我正在研究您自己解析 terminfo database files, which are a type of binary files. You can read about its storage format 并确认我面临的问题。
手册说-
The header section begins the file. This section contains six short integers in the format described below. These integers are
(1) the magic number (octal 0432);
...
...
Short integers are stored in two 8-bit bytes. The first byte contains the least significant 8 bits of the value, and the second byte contains the most significant 8 bits. (Thus, the value represented is 256*second+first.) The value -1 is represented by the two bytes 0377, 0377; other negative values are illegal. This value generally means that the corresponding capability is missing from this terminal. Machines where this does not correspond to the hardware must read the integers as two bytes and compute the little-endian value.
解析此类输入时的第一个问题是它将大小固定为 8 位,因此不能使用普通的旧 char,因为它不能保证大小正好是 8 位.所以我在寻找“Fixed width integer types”,但再次面临选择 b/w
int8_t或uint8_t的困境,这清楚地表明 - "provided only if the implementation directly supports the type"。那我应该选择什么类型才够便携第二个问题是c++标准库中没有
buffer.readInt16LE()方法可以读取Little Endian格式的16字节数据。那么我应该如何以可移植和安全的方式再次实现此功能。
我已经尝试使用 char 数据类型读取它,但它肯定会在我的机器上产生垃圾。可以通过 infocmp 命令读取正确的输入,例如 - $ infocmp xterm.
#include <fstream>
#include <iostream>
#include <vector>
int main()
{
std::ifstream db(
"/usr/share/terminfo/g/gnome", std::ios::binary | std::ios::ate);
std::vector<unsigned char> buffer;
if (db) {
auto size = db.tellg();
buffer.resize(size);
db.seekg(0, std::ios::beg);
db.read(reinterpret_cast<char*>(&buffer.front()), size);
}
std::cout << "\n";
}
= std::vector of length 3069, capacity 3069 = {26 '2', 1 '[=11=]1', 21 '5',
0 '[=11=]0', 38 '&', 0 '[=11=]0', 16 '0', 0 '[=11=]0', 157 '5', 1 '[=11=]1',
193 '1', 4 '[=11=]4', 103 'g', 110 'n', 111 'o', 109 'm', 101 'e', 124 '|',
71 'G', 78 'N', 79 'O', 77 'M', 69 'E', 32 ' ', 84 'T', 101 'e', 114 'r',
109 'm', 105 'i', 110 'n', 97 'a', 108 'l', 0 '[=11=]0', 0 '[=11=]0', 1 '[=11=]1',
0 '[=11=]0', 0 '[=11=]0', 1 '[=11=]1', 0 '[=11=]0', 0 '[=11=]0', 0 '[=11=]0', 0 '[=11=]0',
0 '[=11=]0', 0 '[=11=]0', 0 '[=11=]0', 0 '[=11=]0', 1 '[=11=]1', 1 '[=11=]1', 0 '[=11=]0',
....
....
The first problem while parsing this type of input is that it fixes the size to 8 bits, so the plain old char cannot be used since it doesn't guarantees the size to be exactly 8 bits.

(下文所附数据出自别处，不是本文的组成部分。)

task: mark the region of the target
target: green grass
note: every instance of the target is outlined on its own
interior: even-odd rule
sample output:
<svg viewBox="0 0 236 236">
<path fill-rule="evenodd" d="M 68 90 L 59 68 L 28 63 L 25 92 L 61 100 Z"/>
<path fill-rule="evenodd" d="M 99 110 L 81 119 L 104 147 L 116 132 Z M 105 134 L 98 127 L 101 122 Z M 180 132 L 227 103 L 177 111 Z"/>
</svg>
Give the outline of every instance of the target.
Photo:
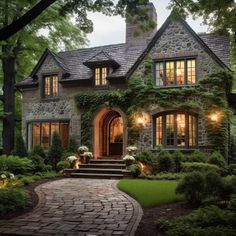
<svg viewBox="0 0 236 236">
<path fill-rule="evenodd" d="M 142 207 L 154 207 L 183 200 L 176 194 L 177 181 L 120 180 L 117 187 L 136 199 Z"/>
</svg>

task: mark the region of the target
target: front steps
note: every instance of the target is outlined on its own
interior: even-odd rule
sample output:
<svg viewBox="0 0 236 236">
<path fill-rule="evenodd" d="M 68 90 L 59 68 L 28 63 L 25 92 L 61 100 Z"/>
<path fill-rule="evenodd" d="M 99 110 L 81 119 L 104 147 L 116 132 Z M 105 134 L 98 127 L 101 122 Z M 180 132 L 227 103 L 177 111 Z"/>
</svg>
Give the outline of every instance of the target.
<svg viewBox="0 0 236 236">
<path fill-rule="evenodd" d="M 123 160 L 117 158 L 99 158 L 81 164 L 79 169 L 65 169 L 64 174 L 77 178 L 121 179 L 131 176 Z"/>
</svg>

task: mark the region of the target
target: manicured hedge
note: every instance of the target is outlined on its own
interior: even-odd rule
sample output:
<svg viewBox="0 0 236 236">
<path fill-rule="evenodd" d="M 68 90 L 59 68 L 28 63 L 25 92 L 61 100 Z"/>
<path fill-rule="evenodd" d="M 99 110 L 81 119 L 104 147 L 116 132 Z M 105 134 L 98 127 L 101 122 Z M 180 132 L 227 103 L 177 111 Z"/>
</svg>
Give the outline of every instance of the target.
<svg viewBox="0 0 236 236">
<path fill-rule="evenodd" d="M 202 162 L 185 162 L 181 164 L 181 170 L 183 172 L 193 172 L 193 171 L 216 171 L 220 172 L 220 168 L 213 164 L 202 163 Z"/>
<path fill-rule="evenodd" d="M 14 175 L 32 173 L 34 165 L 28 158 L 18 156 L 0 156 L 0 170 L 9 171 Z"/>
</svg>

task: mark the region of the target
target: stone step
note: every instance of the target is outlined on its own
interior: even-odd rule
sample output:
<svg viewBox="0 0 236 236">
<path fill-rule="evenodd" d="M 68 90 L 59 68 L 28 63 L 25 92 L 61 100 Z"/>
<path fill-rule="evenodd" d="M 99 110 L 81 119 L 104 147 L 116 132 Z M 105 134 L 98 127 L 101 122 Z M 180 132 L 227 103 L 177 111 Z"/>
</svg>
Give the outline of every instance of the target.
<svg viewBox="0 0 236 236">
<path fill-rule="evenodd" d="M 88 163 L 80 164 L 80 168 L 99 168 L 99 169 L 125 169 L 125 164 L 107 164 L 107 163 Z"/>
<path fill-rule="evenodd" d="M 71 177 L 77 178 L 98 178 L 98 179 L 122 179 L 122 174 L 98 174 L 98 173 L 72 173 Z"/>
<path fill-rule="evenodd" d="M 129 174 L 130 171 L 126 169 L 79 168 L 74 169 L 74 173 Z"/>
<path fill-rule="evenodd" d="M 114 159 L 91 159 L 90 164 L 124 164 L 123 160 Z"/>
</svg>

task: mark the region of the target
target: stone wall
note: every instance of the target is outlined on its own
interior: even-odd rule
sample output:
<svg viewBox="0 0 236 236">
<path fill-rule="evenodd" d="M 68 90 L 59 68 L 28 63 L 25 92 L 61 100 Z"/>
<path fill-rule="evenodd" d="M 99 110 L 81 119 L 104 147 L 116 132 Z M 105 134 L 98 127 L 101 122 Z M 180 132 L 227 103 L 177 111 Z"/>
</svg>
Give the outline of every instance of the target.
<svg viewBox="0 0 236 236">
<path fill-rule="evenodd" d="M 165 58 L 178 57 L 196 57 L 197 80 L 204 78 L 218 69 L 220 66 L 205 52 L 204 48 L 196 41 L 196 39 L 187 31 L 187 29 L 179 22 L 171 22 L 162 36 L 157 40 L 149 54 L 147 60 L 161 60 Z M 136 69 L 134 76 L 145 81 L 144 76 L 145 66 L 141 63 Z M 168 88 L 167 88 L 168 89 Z M 149 122 L 141 129 L 140 139 L 137 142 L 141 149 L 153 148 L 153 115 L 163 111 L 168 111 L 167 108 L 159 107 L 153 104 L 147 111 L 150 115 Z M 172 109 L 173 110 L 173 109 Z M 192 111 L 198 114 L 198 146 L 208 146 L 207 132 L 205 129 L 205 116 L 203 111 Z"/>
</svg>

任何至少为 8 位的整数都可以。虽然 char 不能保证正好是 8 位,但至少需要 8 位,所以就大小而言,除了在某些情况下可能需要屏蔽高位之外没有问题位(如果存在)。但是,char 可能不是无符号的,并且您不希望将八位字节解释为有符号值,因此请改用 unsigned char。
The second problem is there is no buffer.readInt16LE() method in c++ standard library which might read 16 bytes of data in Little Endian format. So how should I proceed forward to implement this function again in a portable & safe way.

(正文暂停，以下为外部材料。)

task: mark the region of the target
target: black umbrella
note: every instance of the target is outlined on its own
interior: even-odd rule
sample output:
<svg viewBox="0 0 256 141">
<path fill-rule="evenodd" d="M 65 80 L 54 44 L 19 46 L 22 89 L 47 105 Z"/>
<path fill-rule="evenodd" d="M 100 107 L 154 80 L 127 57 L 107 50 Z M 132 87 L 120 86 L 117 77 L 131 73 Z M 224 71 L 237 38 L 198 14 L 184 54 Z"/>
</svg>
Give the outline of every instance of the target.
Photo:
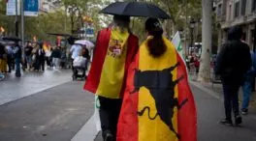
<svg viewBox="0 0 256 141">
<path fill-rule="evenodd" d="M 71 37 L 72 35 L 70 34 L 65 34 L 65 33 L 47 33 L 48 35 L 52 35 L 52 36 L 60 36 L 60 37 Z"/>
<path fill-rule="evenodd" d="M 163 10 L 155 5 L 144 2 L 115 2 L 101 11 L 107 14 L 144 16 L 152 18 L 170 19 Z"/>
<path fill-rule="evenodd" d="M 3 41 L 20 42 L 21 40 L 16 37 L 4 37 Z"/>
</svg>

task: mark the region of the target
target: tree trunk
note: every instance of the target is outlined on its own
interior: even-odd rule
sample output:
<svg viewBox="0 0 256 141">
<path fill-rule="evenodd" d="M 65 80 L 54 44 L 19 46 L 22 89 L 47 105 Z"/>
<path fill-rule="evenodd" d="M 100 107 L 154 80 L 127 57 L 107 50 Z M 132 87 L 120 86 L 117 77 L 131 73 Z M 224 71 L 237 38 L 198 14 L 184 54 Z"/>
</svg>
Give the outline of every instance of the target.
<svg viewBox="0 0 256 141">
<path fill-rule="evenodd" d="M 210 80 L 210 52 L 211 52 L 211 30 L 212 30 L 212 5 L 213 0 L 202 0 L 203 30 L 202 30 L 202 56 L 199 70 L 199 81 Z"/>
</svg>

一次将一个八位字节读入 unsigned char。将第一个八位字节分配给变量(它足够大以表示至少 16 位)。将第二个八位位组的位左移 8,并使用复合按位或分配给变量。
或者更好的是,不要重新实现它,而是使用第三方现有库。
I've already tried reading it with char data type but it definitely produces garbage on my machine.
那么你的尝试是错误的。 char 本身没有导致垃圾输出的问题。我建议使用调试器来解决这个问题。